Open source machine learning systems are highly vulnerable to security threats

  • MLflow identified as most vulnerable open-source ML platform
  • Directory traversal errors allow unauthorized access to files in Weave
  • ZenML Cloud’s access control issues pose privilege escalation risks

A recent analysis of the security landscape of machine learning (ML) frameworks found that ML software is subject to more security vulnerabilities than more mature categories such as DevOps or web servers.

The growing adoption of machine learning across industries underscores the critical need to secure ML systems, as vulnerabilities can lead to unauthorized access, data breaches and compromised operations.

The report from JFrog claims that ML projects like MLflow have seen an increase in critical vulnerabilities. In recent months, JFrog has discovered 22 vulnerabilities in 15 open source ML projects. Of these vulnerabilities, two categories stand out: threats that target server-side components and privilege escalation risks within ML frameworks.

Critical vulnerabilities in ML frameworks

The vulnerabilities identified by JFrog affect key components commonly used in ML workflows, allowing attackers to exploit tools often trusted by ML practitioners for their flexibility to gain unauthorized access to sensitive files or gain privileges within ML environments. increase.

One of the highlighted vulnerabilities concerns Weave, a popular toolkit from Weights & Biases (W&B), which helps track and visualize ML model metrics. The WANDB Weave Directory Traversal vulnerability (CVE-2024-7340) allows low-privilege users to access arbitrary files in the file system.

This flaw occurs due to improper input validation when processing file paths, which could allow attackers to view sensitive files that could contain administrative API keys or other privileged information. Such a breach could lead to privilege escalation, giving attackers unauthorized access to resources and compromising the security of the entire ML pipeline.

ZenML, an MLOps pipeline management tool, is also affected by a critical vulnerability that compromises access control systems. This flaw allows attackers with minimal access to escalate their permissions within ZenML Cloud, a managed implementation of ZenML, giving them access to restricted information, including confidential secrets or model files.

The access control issue in ZenML exposes the system to significant risk as escalated privileges could allow an attacker to manipulate ML pipelines, tamper with model data, or access sensitive operational data, potentially impacting production environments that depend on these pipelines.

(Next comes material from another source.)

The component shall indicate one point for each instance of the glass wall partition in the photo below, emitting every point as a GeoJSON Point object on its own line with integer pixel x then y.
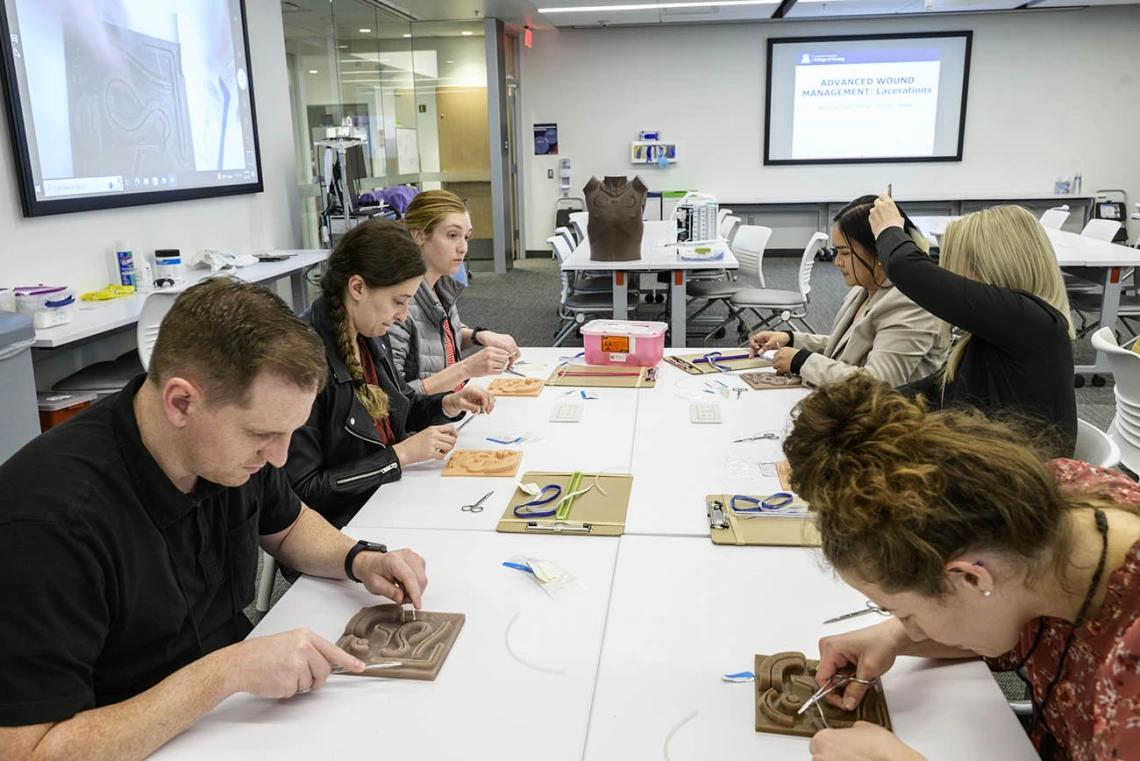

Another serious vulnerability, known as the Deep Lake Command Injection (CVE-2024-6507), was found in the Deep Lake database – a data storage solution optimized for AI applications. This vulnerability allows attackers to execute arbitrary commands by abusing the way Deep Lake handles importing external datasets.

Due to improper command sanitization, an attacker could potentially execute code remotely, compromising the security of both the database and any connected applications.

A notable vulnerability was also found in Vanna AI, a tool designed for generating and visualizing natural language SQL queries. The Vanna.AI Prompt Injection (CVE-2024-5565) allows attackers to inject malicious code into SQL prompts, which the tool then processes. This vulnerability, which could lead to remote code execution, allows malicious actors to target Vanna AI’s SQL-to-Graph visualization feature to manipulate visualizations, perform SQL injections, or exfiltrate data.

Mage.AI, an MLOps tool for managing data pipelines, is found to have multiple vulnerabilities, including unauthorized shell access, arbitrary file leaks, and weak path checks.

These issues allow attackers to gain control of data pipelines, expose sensitive configurations, or even execute malicious commands. The combination of these vulnerabilities poses a high risk of privilege escalation and data integrity breaches, compromising the security and stability of ML pipelines.

By gaining administrative access to ML databases or registries, attackers can embed malicious code into models, leading to backdoors that are activated when the model is loaded. This can compromise downstream processes as the models are used by different teams and CI/CD pipelines. The attackers can also exfiltrate sensitive data or perform model poisoning attacks to degrade model performance or manipulate output.

JFrog’s findings highlight an operational gap in MLOps security. Many organizations lack robust integration of AI/ML security practices with broader cybersecurity strategies, creating potential blind spots. As ML and AI continue to drive significant advancements in the industry, protecting the frameworks, datasets, and models that fuel these innovations becomes paramount.